Proposal - Fedora Messaging with 0mq (fedmsg)

This proposal reviews existing services in the Fedora infrastructure, reviews the problem of complexity in the interaction of those services, reviews previous work by the Fedora Messaging SIG (special interest group) on AMQP, and introduces an architecture-level description of a solution using 0mq.


For discussion, check https://admin.fedoraproject.org/mailman/listinfo/messaging-sig

Get (or modify) the source for this document: https://github.com/fedora-infra/fedmsg

Authors:
  • Ralph Bean (threebean)

Note

This document is out of date and should just be considered a “historical” document. What you’re probably looking for is the Overview document: the start of the narrative documentation. It is the most-up-to-date version of this page.

tl;dr

We want to hook all the services in Fedora Infrastructure up to send messages to one another over a message bus instead of communicating with each other in heterogenous ways they do now.

We’re writing a python library called fedmsg to help apps handle this more easily.
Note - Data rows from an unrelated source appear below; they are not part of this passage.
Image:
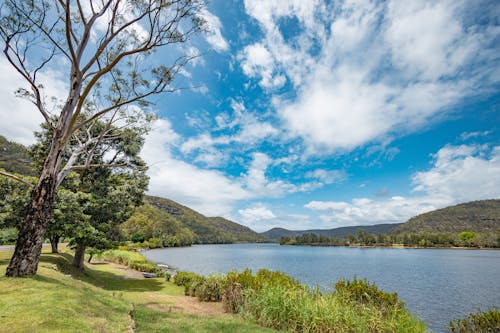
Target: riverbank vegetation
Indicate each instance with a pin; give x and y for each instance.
(104, 299)
(275, 300)
(421, 239)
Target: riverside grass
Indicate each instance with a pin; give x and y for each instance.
(275, 300)
(99, 300)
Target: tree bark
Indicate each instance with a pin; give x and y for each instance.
(79, 257)
(54, 242)
(30, 240)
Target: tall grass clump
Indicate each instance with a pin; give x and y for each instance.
(133, 260)
(275, 300)
(481, 322)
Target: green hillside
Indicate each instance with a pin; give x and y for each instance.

It’s built on 0mq and moksha.

Planned Stages of development/deployment

  1. Start writing fedmsg
  2. Send messages from existing services (koji, bodhi, pkgdb, fas, etc...).
  3. Consume messages for statistics, i.e. an independent statistics webapp.
  4. Consume messages for user experience, i.e. any or all of rss, email, gnome-shell notifications, javascript notifications in FI webapps.
  5. Consume messages for service interoperability, i.e. koji invalidates it’s cache when it sees pkgdb messages go by on the bus. This comes last because we want to make sure that message-sending works and is reliable before we start making existing services depend on it for their functioning.

Introduction

Description of the problem

Fedora Infrastructure is composed of a number of services (koji, fedpkg, pkgdb, etc..) some of which are maintained outside the Fedora Project and some of which were built in-house by the infrastructure team. These are strung together in a pipeline. Think “how an upstream release becomes a package update”, “How a new source distribution becomes a package.”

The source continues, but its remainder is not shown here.